Load balancing strategies

  • least-loaded — sends each new run to the worker with the lowest active-run count. Best general default.
  • round-robin — fair, predictable. Use when graph cost is uniform.
  • consistent-hash — routes runs with the same thread_id to the same worker. Useful for hot-checkpoint locality but loses some availability.

Health probes

Every worker exposes:

  • :9090 — gRPC for graph execution
  • :9091/healthz — k8s liveness
  • :9091/readyz — k8s readiness
  • :9091/metrics — Prometheus

Observability

The runtime is wired with OpenTelemetry by default. Set OTEL_EXPORTER_OTLP_ENDPOINT and traces flow to your collector. Per-graph-run correlation IDs propagate across workers.

Useful spans:

  • agentmatic.graph.run — the whole graph execution.
  • agentmatic.node.execute — each node, with input / output state diffs.
  • agentmatic.tool.call — each tool call, with args and return.
  • agentmatic.checkpoint.write — every checkpoint write, with backend latency.
  • agentmatic.cluster.dispatch — coordinator → worker hand-off.

Kubernetes example

apiVersion: apps/v1
kind: Deployment
metadata:
  name: agentmatic-worker
spec:
  replicas: 12
  template:
    spec:
      containers:
      - name: worker
        image: ghcr.io/neul-labs/agentmatic-worker:0.1.0
        args: ["--listen", "0.0.0.0:9090", "--metrics", "0.0.0.0:9091"]
        ports:
        - containerPort: 9090
        - containerPort: 9091
        readinessProbe: { httpGet: { path: /readyz, port: 9091 } }
        livenessProbe: { httpGet: { path: /healthz, port: 9091 } }
        env:
        - name: OTEL_EXPORTER_OTLP_ENDPOINT
          value: "http://otel-collector:4318"

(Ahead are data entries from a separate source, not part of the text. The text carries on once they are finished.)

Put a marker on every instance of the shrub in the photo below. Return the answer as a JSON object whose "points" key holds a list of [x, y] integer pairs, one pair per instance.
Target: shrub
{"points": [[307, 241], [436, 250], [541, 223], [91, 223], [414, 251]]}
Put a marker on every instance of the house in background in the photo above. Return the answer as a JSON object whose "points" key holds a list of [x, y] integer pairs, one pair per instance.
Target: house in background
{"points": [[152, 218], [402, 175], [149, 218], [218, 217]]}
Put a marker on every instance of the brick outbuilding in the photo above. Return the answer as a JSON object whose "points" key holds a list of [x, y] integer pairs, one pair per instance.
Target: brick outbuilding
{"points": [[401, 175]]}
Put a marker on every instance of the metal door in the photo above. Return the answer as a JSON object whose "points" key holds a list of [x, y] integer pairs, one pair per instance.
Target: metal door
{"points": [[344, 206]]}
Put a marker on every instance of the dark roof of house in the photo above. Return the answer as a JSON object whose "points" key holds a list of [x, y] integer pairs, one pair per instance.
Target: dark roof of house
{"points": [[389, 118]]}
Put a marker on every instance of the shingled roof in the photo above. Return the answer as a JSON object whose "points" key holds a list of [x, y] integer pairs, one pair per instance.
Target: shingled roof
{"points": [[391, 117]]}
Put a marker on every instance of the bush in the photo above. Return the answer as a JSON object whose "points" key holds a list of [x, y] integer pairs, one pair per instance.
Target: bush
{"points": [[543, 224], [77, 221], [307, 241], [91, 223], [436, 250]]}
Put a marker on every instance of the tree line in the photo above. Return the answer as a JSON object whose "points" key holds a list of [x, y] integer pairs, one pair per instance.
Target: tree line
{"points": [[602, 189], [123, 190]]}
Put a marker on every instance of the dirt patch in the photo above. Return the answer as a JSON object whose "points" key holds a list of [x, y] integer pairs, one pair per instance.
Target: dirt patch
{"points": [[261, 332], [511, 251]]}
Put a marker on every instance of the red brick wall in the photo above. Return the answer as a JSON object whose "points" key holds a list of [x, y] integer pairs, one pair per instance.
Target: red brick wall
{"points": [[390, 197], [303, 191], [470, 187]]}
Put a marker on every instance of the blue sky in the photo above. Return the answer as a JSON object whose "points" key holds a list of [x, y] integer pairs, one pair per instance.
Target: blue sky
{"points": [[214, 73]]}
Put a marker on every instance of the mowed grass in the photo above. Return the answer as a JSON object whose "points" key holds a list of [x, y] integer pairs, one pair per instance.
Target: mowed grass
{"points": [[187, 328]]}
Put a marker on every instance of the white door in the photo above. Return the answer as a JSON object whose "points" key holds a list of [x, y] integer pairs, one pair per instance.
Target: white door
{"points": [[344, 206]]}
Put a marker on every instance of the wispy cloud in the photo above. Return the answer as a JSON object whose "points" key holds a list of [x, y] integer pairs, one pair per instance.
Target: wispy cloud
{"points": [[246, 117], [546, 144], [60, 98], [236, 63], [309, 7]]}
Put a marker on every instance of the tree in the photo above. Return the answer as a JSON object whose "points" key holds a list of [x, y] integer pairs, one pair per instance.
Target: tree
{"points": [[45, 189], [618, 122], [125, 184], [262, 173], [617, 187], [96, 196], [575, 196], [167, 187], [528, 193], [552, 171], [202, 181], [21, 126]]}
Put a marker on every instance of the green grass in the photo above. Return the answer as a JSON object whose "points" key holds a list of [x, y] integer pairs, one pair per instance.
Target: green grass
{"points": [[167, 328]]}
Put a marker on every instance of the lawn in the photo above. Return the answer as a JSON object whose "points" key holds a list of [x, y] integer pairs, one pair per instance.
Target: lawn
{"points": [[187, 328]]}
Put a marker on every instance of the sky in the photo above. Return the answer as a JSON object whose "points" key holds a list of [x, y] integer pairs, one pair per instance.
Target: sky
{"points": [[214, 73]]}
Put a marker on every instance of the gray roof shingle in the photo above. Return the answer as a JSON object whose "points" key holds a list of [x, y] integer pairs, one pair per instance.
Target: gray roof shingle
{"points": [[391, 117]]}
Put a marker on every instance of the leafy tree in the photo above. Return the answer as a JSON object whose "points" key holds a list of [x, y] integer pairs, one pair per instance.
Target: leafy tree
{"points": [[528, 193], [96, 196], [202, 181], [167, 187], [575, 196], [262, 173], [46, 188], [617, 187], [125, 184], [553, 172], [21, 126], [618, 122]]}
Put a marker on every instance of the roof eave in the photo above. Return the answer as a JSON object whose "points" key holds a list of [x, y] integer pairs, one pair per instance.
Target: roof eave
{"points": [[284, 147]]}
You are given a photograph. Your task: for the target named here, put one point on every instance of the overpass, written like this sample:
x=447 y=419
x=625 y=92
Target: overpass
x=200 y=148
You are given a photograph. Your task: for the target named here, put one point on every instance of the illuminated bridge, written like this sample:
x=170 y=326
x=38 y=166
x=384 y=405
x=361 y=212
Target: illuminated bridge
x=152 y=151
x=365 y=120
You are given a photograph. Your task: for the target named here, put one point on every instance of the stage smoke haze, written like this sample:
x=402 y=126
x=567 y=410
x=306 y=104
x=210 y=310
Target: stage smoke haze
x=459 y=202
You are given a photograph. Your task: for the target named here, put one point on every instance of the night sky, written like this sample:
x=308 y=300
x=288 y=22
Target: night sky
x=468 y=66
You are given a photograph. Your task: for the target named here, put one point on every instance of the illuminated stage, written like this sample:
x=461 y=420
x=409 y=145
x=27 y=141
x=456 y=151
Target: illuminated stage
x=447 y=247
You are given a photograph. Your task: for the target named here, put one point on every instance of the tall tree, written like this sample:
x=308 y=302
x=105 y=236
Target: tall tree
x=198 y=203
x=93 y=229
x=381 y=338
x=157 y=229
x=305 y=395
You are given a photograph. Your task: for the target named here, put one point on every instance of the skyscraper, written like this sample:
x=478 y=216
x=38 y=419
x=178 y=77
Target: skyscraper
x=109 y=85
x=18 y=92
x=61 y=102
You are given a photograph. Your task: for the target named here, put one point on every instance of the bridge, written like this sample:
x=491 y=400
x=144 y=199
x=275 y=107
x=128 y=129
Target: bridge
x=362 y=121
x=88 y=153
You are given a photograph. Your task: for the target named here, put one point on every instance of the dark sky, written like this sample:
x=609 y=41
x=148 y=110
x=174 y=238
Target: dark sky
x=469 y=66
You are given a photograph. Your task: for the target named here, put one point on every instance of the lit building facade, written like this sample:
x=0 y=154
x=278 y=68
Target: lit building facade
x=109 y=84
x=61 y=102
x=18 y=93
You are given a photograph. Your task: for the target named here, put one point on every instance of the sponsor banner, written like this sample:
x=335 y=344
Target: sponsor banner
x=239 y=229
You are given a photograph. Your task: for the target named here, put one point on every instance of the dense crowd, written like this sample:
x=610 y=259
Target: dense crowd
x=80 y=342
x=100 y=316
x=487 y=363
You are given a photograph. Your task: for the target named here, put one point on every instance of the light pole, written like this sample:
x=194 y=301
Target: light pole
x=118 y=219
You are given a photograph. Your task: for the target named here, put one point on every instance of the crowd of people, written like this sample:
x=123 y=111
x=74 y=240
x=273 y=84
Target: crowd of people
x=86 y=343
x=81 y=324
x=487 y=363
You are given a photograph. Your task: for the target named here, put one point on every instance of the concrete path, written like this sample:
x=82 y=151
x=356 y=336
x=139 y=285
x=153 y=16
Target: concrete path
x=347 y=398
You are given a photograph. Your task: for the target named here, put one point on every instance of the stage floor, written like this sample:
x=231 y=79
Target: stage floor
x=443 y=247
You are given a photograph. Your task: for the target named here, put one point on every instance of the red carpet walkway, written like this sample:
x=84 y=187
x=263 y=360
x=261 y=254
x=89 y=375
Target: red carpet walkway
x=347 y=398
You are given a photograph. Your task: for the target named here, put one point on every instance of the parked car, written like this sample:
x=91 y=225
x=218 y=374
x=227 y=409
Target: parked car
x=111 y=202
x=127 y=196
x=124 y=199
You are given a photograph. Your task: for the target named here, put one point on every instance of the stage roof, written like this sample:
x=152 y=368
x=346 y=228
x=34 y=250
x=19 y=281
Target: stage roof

The coordinator (your app) discovers workers via the k8s Service and ClusterConfig.from_dns("agentmatic-worker.default.svc.cluster.local:9090").

What this doesn’t do

  • Replaces your job scheduler. k8s / Nomad / etc. still run the worker pods.
  • Auto-scales itself. Use the HPA on the worker Deployment (Prometheus metric: queue depth).
  • Provides a hosted control plane. That’s by design — everything stays in your VPC.

A concrete success case

A Fortune 500 manufacturer ran 12 workers serving 6,800 queries/day across business units, no SaaS dependency. Annual infra cost $76k vs ~$400k for the hosted alternative. Full case study.

When you should NOT cluster

  • You’re under 100 concurrent agent runs at peak.
  • Your bottleneck is the LLM, not the framework.
  • You don’t have a shared checkpointer (and don’t want one).

Optimize single-host first. Add cluster when you’re sure.